Sigo a prescrição do escritor turco Orhan Pamuk. Em Outras Cores (Companhia das Letras), coletânea de artigos, palestras e textos dispersos, ele menciona que usa a literatura como remédio, que precisa ser injetada em seu corpo diariamente.
Por isso defendo mais uma vez a nova classificação. Livros são como drogas que nos curam (ou matam, mas aí é outro assunto).
Há um bom “tarja preta” circulando por aí. Desses que te animam, te colocam em pé mesmo num dia de terror quando a primeira voz que você escuta é da Ana Maria Braga.
Do que Eu Falo Quando Eu Falo de Corrida (Objetiva), de Haruki Murakami, empresta o título de um conto de Raymond Carver e é uma porrada de rivotril na testa.
Mistura de livro de memórias, manual para quem pretende começar a correr, pequenos ensaios sobre o ofício do escritor e… auto-ajuda (repito: apesar de eu não saber o que é isso), Do que Eu Falo… aborda muitos assuntos de uma maneira franca e bem-humorada.
Aparentemente desconexos, os temas se unem em torno de uma palavra: determinação.
Num dos trechos, Murakami conta quando e como decidiu se tornar um escritor.
Foi no dia primeiro de abril de 1978, por volta da uma e meia da tarde, durante um jogo de beisebol no estádio Meiji Jingu.
Até então, ele era dono de um bem sucedido bar de jazz. Eis o momento da revelação (na tradução de Maria João Lourenço para a edição portuguesa do livro):
“[…] O som do bastão de encontro à bola ressoou em cheio pelo estádio inteiro. Hilton, extremamente rápido, passou a primeira base e não teve qualquer dificuldade em acercar-se da segunda. Foi nesse exacto momento que um pensamento me atravessou o espírito: E que tal se eu escrevesse um romance? Ainda me recordo do céu, imenso a perder de vista, do cheiro da erva tenra, do som daquele impacto perfeito. Foi como se qualquer coisa tivesse caído do céu naquele preciso instante, e, independentemente do que fosse, eu a tivesse agarrado.”

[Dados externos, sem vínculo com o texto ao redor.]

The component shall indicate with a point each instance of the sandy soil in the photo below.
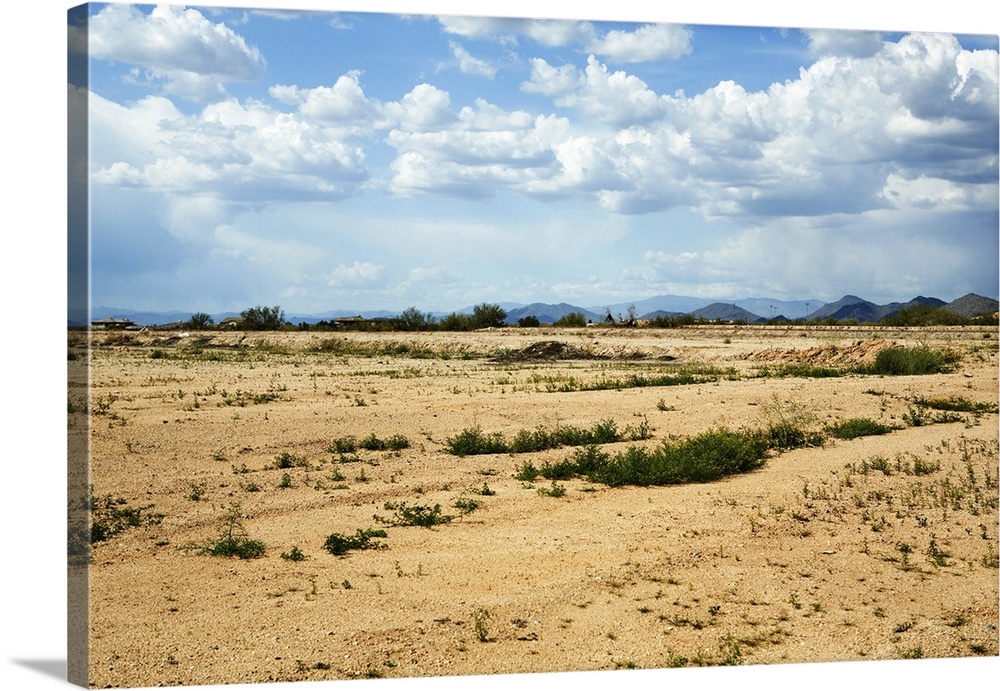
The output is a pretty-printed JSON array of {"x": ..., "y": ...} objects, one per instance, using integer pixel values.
[{"x": 817, "y": 556}]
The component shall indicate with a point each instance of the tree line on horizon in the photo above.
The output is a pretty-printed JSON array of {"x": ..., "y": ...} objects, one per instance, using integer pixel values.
[{"x": 491, "y": 315}]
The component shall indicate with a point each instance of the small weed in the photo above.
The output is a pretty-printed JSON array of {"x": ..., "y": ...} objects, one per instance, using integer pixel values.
[
  {"x": 234, "y": 540},
  {"x": 857, "y": 427},
  {"x": 480, "y": 618},
  {"x": 294, "y": 554},
  {"x": 419, "y": 515},
  {"x": 338, "y": 545},
  {"x": 556, "y": 490}
]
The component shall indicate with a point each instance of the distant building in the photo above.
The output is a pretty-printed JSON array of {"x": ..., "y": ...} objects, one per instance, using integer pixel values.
[{"x": 113, "y": 323}]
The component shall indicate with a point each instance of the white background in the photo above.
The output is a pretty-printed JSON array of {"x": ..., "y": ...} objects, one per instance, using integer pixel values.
[{"x": 33, "y": 393}]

Com a corrida foi a mesma coisa. Murakami começou a treinar para disputar maratonas, triatlos e ultramaratonas. Disposto a condicionar corpo e mente para realizar suas vontades, pouco se importou com os obstáculos ou a torcida adversária.
Do que Eu Falo… é um livro sobre agarrar as coisas no momento em que elas aparecem. E não largar.

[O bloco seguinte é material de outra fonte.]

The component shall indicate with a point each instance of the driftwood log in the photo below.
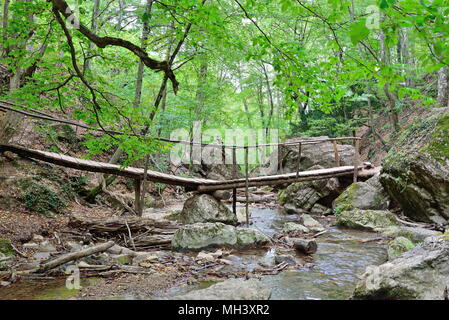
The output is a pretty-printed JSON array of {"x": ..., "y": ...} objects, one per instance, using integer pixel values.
[
  {"x": 256, "y": 199},
  {"x": 221, "y": 194},
  {"x": 73, "y": 256},
  {"x": 133, "y": 232},
  {"x": 121, "y": 224},
  {"x": 305, "y": 246}
]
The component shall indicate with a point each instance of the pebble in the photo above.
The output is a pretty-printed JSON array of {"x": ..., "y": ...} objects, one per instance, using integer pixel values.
[
  {"x": 205, "y": 256},
  {"x": 30, "y": 245}
]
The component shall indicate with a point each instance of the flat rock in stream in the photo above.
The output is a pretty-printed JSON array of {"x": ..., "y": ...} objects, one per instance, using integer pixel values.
[
  {"x": 200, "y": 236},
  {"x": 421, "y": 273},
  {"x": 370, "y": 220},
  {"x": 232, "y": 289},
  {"x": 205, "y": 208}
]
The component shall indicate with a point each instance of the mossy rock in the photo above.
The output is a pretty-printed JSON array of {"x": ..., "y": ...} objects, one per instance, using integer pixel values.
[
  {"x": 370, "y": 220},
  {"x": 43, "y": 199},
  {"x": 361, "y": 195},
  {"x": 414, "y": 234},
  {"x": 6, "y": 248},
  {"x": 398, "y": 246},
  {"x": 438, "y": 147},
  {"x": 415, "y": 173}
]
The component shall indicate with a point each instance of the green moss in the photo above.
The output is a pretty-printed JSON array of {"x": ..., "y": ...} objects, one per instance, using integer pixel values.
[
  {"x": 43, "y": 199},
  {"x": 6, "y": 248},
  {"x": 366, "y": 219},
  {"x": 438, "y": 147},
  {"x": 398, "y": 246},
  {"x": 345, "y": 202},
  {"x": 282, "y": 196}
]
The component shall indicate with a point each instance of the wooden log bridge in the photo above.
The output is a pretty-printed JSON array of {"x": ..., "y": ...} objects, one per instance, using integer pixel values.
[
  {"x": 214, "y": 187},
  {"x": 191, "y": 184}
]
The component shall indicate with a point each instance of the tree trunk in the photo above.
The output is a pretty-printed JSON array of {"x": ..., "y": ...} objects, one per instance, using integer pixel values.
[
  {"x": 94, "y": 26},
  {"x": 140, "y": 69},
  {"x": 5, "y": 26},
  {"x": 442, "y": 99},
  {"x": 391, "y": 97}
]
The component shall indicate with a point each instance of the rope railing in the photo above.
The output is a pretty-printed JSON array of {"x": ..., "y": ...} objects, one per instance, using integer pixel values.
[{"x": 6, "y": 106}]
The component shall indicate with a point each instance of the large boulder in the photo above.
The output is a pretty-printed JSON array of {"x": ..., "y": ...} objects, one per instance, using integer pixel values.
[
  {"x": 303, "y": 196},
  {"x": 311, "y": 224},
  {"x": 200, "y": 236},
  {"x": 422, "y": 273},
  {"x": 232, "y": 289},
  {"x": 371, "y": 220},
  {"x": 414, "y": 234},
  {"x": 321, "y": 154},
  {"x": 205, "y": 208},
  {"x": 398, "y": 246},
  {"x": 6, "y": 248},
  {"x": 416, "y": 172},
  {"x": 367, "y": 195}
]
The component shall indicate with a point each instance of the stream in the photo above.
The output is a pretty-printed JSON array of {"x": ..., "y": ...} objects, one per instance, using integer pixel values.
[{"x": 341, "y": 257}]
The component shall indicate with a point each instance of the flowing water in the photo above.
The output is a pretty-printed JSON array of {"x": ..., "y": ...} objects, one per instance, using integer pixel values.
[{"x": 342, "y": 255}]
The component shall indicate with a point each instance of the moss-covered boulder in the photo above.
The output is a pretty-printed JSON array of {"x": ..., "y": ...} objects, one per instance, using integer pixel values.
[
  {"x": 304, "y": 195},
  {"x": 6, "y": 248},
  {"x": 414, "y": 234},
  {"x": 421, "y": 273},
  {"x": 398, "y": 246},
  {"x": 205, "y": 208},
  {"x": 415, "y": 173},
  {"x": 43, "y": 199},
  {"x": 371, "y": 220},
  {"x": 200, "y": 236},
  {"x": 291, "y": 227},
  {"x": 362, "y": 195}
]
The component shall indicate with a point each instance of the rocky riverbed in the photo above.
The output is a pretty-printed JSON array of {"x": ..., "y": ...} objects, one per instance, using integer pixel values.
[{"x": 332, "y": 273}]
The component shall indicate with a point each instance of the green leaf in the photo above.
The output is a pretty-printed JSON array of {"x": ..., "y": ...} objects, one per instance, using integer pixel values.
[{"x": 358, "y": 32}]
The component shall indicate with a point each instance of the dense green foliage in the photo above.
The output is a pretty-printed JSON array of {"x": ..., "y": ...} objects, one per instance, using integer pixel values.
[{"x": 319, "y": 67}]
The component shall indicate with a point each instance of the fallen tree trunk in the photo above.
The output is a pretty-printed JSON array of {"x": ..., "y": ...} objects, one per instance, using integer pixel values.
[
  {"x": 120, "y": 224},
  {"x": 305, "y": 246},
  {"x": 73, "y": 256},
  {"x": 256, "y": 199}
]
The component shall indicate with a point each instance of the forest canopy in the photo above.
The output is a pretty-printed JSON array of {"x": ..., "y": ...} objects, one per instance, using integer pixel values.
[{"x": 146, "y": 68}]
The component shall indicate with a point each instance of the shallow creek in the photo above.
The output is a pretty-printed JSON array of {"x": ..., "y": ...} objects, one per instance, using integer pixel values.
[{"x": 341, "y": 257}]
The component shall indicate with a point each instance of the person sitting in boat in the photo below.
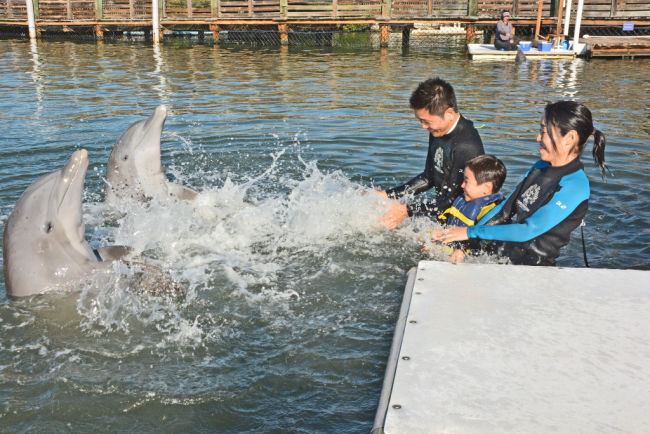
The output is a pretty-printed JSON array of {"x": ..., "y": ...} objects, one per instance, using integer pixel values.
[
  {"x": 504, "y": 38},
  {"x": 537, "y": 219},
  {"x": 482, "y": 179}
]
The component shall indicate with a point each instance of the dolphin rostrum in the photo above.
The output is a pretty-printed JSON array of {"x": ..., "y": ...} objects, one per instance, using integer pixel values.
[
  {"x": 43, "y": 243},
  {"x": 134, "y": 169}
]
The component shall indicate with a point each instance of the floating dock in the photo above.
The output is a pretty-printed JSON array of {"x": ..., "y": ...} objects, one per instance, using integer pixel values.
[
  {"x": 503, "y": 348},
  {"x": 488, "y": 52}
]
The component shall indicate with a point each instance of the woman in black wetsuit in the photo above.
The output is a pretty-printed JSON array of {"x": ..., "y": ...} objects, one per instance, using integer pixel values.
[{"x": 537, "y": 219}]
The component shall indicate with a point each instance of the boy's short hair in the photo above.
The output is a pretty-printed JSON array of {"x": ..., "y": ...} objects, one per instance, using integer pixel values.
[
  {"x": 434, "y": 94},
  {"x": 488, "y": 168}
]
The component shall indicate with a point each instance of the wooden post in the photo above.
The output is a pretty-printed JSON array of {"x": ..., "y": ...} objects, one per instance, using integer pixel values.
[
  {"x": 384, "y": 31},
  {"x": 406, "y": 36},
  {"x": 472, "y": 8},
  {"x": 99, "y": 9},
  {"x": 284, "y": 9},
  {"x": 386, "y": 6},
  {"x": 470, "y": 32},
  {"x": 30, "y": 19},
  {"x": 538, "y": 24},
  {"x": 155, "y": 21},
  {"x": 284, "y": 34},
  {"x": 558, "y": 28},
  {"x": 567, "y": 19},
  {"x": 576, "y": 30},
  {"x": 214, "y": 28}
]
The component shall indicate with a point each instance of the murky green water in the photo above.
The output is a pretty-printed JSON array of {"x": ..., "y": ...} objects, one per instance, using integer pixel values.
[{"x": 293, "y": 290}]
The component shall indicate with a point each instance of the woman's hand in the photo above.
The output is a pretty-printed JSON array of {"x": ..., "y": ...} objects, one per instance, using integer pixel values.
[{"x": 396, "y": 214}]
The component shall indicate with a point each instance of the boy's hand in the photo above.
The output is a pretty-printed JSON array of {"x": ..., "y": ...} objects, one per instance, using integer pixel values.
[{"x": 455, "y": 233}]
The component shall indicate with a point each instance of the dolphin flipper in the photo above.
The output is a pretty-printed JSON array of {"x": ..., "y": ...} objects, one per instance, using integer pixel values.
[
  {"x": 113, "y": 253},
  {"x": 181, "y": 192}
]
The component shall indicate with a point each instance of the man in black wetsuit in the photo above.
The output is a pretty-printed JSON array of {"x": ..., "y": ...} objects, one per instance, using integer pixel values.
[{"x": 453, "y": 141}]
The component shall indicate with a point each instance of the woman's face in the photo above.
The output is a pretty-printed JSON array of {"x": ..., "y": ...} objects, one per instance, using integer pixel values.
[{"x": 557, "y": 155}]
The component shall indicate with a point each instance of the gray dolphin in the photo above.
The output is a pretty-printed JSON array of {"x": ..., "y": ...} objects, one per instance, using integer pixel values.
[
  {"x": 43, "y": 242},
  {"x": 520, "y": 57},
  {"x": 134, "y": 169}
]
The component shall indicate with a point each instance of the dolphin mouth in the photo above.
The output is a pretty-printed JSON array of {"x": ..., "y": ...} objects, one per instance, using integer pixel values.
[
  {"x": 76, "y": 166},
  {"x": 156, "y": 120}
]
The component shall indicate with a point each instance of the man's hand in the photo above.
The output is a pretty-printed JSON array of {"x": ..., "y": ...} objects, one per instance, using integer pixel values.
[
  {"x": 382, "y": 194},
  {"x": 448, "y": 235},
  {"x": 396, "y": 214},
  {"x": 457, "y": 256}
]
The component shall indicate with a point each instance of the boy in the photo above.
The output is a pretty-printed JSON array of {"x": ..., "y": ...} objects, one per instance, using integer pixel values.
[{"x": 483, "y": 177}]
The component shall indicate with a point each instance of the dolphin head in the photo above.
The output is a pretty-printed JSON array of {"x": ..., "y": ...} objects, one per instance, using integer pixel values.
[
  {"x": 134, "y": 168},
  {"x": 43, "y": 242}
]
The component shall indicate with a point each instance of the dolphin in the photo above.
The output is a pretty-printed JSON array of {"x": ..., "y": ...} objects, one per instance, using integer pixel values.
[
  {"x": 43, "y": 242},
  {"x": 520, "y": 57},
  {"x": 134, "y": 170}
]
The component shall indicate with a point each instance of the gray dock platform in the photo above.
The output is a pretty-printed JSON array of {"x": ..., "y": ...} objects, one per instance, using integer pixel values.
[
  {"x": 503, "y": 348},
  {"x": 488, "y": 52}
]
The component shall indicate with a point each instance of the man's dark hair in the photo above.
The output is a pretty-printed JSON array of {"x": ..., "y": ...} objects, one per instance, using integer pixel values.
[
  {"x": 488, "y": 168},
  {"x": 434, "y": 94}
]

Acho que isso ajuda bastante.
UMA CENA
Em Cyrus, da dupla Jay e Mark Duplass, o gigante John C. Reilly interpreta John, um loser. Ao contrário do Murakami, ele não está muito preocupado em capturar as oportunidades que aparecem nem respeitar os seus raros insights.
Ele está há anos curtindo a fossa do fim de seu relacionamento com Jamie (Catherine Keener). Sua rotina se limita a ouvir música no talo enquanto se masturba.

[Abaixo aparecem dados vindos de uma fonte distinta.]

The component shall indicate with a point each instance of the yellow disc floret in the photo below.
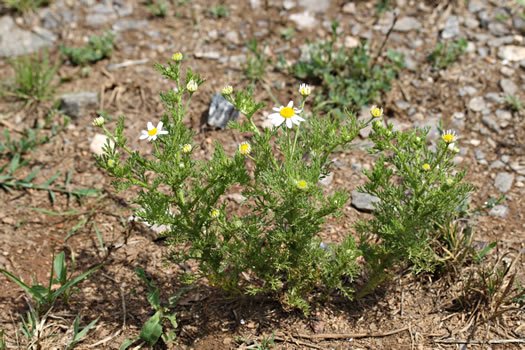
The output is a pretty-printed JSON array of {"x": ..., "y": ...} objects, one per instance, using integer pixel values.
[{"x": 287, "y": 112}]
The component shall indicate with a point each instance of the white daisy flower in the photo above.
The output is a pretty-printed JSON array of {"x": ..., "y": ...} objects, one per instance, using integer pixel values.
[
  {"x": 192, "y": 85},
  {"x": 152, "y": 132},
  {"x": 376, "y": 111},
  {"x": 98, "y": 121},
  {"x": 227, "y": 90},
  {"x": 305, "y": 89},
  {"x": 245, "y": 148},
  {"x": 288, "y": 114}
]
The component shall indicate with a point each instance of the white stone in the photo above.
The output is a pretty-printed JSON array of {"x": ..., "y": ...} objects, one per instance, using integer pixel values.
[
  {"x": 96, "y": 146},
  {"x": 512, "y": 53},
  {"x": 304, "y": 20}
]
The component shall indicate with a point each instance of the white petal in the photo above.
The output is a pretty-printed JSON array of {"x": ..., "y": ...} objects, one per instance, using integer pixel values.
[{"x": 277, "y": 120}]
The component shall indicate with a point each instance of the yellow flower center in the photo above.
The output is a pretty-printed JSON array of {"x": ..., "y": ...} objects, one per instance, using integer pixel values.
[
  {"x": 287, "y": 112},
  {"x": 448, "y": 138},
  {"x": 376, "y": 112},
  {"x": 245, "y": 148}
]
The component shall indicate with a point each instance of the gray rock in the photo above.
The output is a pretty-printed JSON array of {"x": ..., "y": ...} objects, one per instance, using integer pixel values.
[
  {"x": 518, "y": 22},
  {"x": 100, "y": 14},
  {"x": 499, "y": 210},
  {"x": 489, "y": 121},
  {"x": 467, "y": 90},
  {"x": 497, "y": 164},
  {"x": 451, "y": 29},
  {"x": 130, "y": 24},
  {"x": 512, "y": 53},
  {"x": 503, "y": 181},
  {"x": 476, "y": 6},
  {"x": 15, "y": 41},
  {"x": 221, "y": 112},
  {"x": 477, "y": 104},
  {"x": 479, "y": 154},
  {"x": 363, "y": 201},
  {"x": 497, "y": 42},
  {"x": 349, "y": 8},
  {"x": 406, "y": 24},
  {"x": 498, "y": 28},
  {"x": 304, "y": 20},
  {"x": 508, "y": 86},
  {"x": 97, "y": 144},
  {"x": 504, "y": 117},
  {"x": 78, "y": 104},
  {"x": 123, "y": 8},
  {"x": 494, "y": 97},
  {"x": 327, "y": 180},
  {"x": 232, "y": 37},
  {"x": 315, "y": 5},
  {"x": 211, "y": 55}
]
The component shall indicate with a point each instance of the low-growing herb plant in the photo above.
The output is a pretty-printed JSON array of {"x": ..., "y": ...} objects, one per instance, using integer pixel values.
[
  {"x": 152, "y": 330},
  {"x": 45, "y": 296},
  {"x": 347, "y": 80},
  {"x": 272, "y": 245},
  {"x": 97, "y": 48},
  {"x": 34, "y": 78},
  {"x": 446, "y": 54},
  {"x": 420, "y": 193}
]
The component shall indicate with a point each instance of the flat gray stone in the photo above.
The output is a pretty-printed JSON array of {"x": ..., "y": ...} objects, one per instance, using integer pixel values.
[
  {"x": 77, "y": 104},
  {"x": 221, "y": 112},
  {"x": 477, "y": 104},
  {"x": 304, "y": 20},
  {"x": 15, "y": 41},
  {"x": 129, "y": 24},
  {"x": 315, "y": 5},
  {"x": 490, "y": 122},
  {"x": 499, "y": 210},
  {"x": 363, "y": 201},
  {"x": 406, "y": 24},
  {"x": 508, "y": 86},
  {"x": 451, "y": 29},
  {"x": 503, "y": 181},
  {"x": 512, "y": 53},
  {"x": 498, "y": 29}
]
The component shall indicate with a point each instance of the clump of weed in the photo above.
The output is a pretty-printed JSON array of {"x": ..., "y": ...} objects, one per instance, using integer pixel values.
[
  {"x": 96, "y": 49},
  {"x": 419, "y": 191},
  {"x": 348, "y": 80},
  {"x": 34, "y": 78},
  {"x": 446, "y": 54}
]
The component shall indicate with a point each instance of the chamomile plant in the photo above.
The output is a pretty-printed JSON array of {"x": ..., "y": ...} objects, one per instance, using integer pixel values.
[{"x": 268, "y": 245}]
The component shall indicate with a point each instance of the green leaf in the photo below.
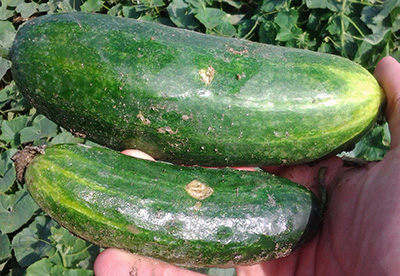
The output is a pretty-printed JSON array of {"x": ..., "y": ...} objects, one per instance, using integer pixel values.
[
  {"x": 216, "y": 21},
  {"x": 4, "y": 66},
  {"x": 152, "y": 3},
  {"x": 10, "y": 130},
  {"x": 41, "y": 128},
  {"x": 7, "y": 170},
  {"x": 395, "y": 17},
  {"x": 181, "y": 14},
  {"x": 15, "y": 210},
  {"x": 27, "y": 9},
  {"x": 7, "y": 34},
  {"x": 5, "y": 250},
  {"x": 32, "y": 243},
  {"x": 271, "y": 5},
  {"x": 374, "y": 146},
  {"x": 42, "y": 267},
  {"x": 92, "y": 5},
  {"x": 71, "y": 250},
  {"x": 5, "y": 12},
  {"x": 66, "y": 137},
  {"x": 287, "y": 20},
  {"x": 332, "y": 5},
  {"x": 376, "y": 21}
]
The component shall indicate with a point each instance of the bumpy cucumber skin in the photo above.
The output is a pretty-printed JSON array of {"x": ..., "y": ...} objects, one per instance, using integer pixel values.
[
  {"x": 119, "y": 201},
  {"x": 191, "y": 98}
]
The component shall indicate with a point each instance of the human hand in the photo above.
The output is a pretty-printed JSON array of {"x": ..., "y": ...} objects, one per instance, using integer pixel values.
[{"x": 360, "y": 234}]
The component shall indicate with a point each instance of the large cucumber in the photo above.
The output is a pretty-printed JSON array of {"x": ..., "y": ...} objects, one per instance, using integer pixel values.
[
  {"x": 190, "y": 216},
  {"x": 191, "y": 98}
]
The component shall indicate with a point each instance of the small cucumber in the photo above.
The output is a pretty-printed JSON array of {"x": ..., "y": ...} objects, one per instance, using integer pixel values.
[{"x": 191, "y": 216}]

Numa festa, promete para si mesmo que tentará pela última vez alavancar outra paixão, mas fica bêbado e resolve mijar no jardim.
Então, conhece Molly (Marisa Tomei). Seria a melhor e derradeira chance para Reilly finalmente se dar bem.
O que ele faz? Corre para dançar Don’t You Want Me, do Human League, e deixa a pequena com um copo na mão. Mais do que se divertir, parece que novamente ele está se sabotando, desperdiçando outra alternativa de felicidade.
Mas eis que Marisa Tomei não desiste.
Um filme tristíssimo, com elenco impecável (Jonah Hill faz o filho carente de Tomei) e pelo menos essa bela cena, cheia de idas e vindas e alguma esperança.
Às vezes a sorte nos dá uma segunda chance.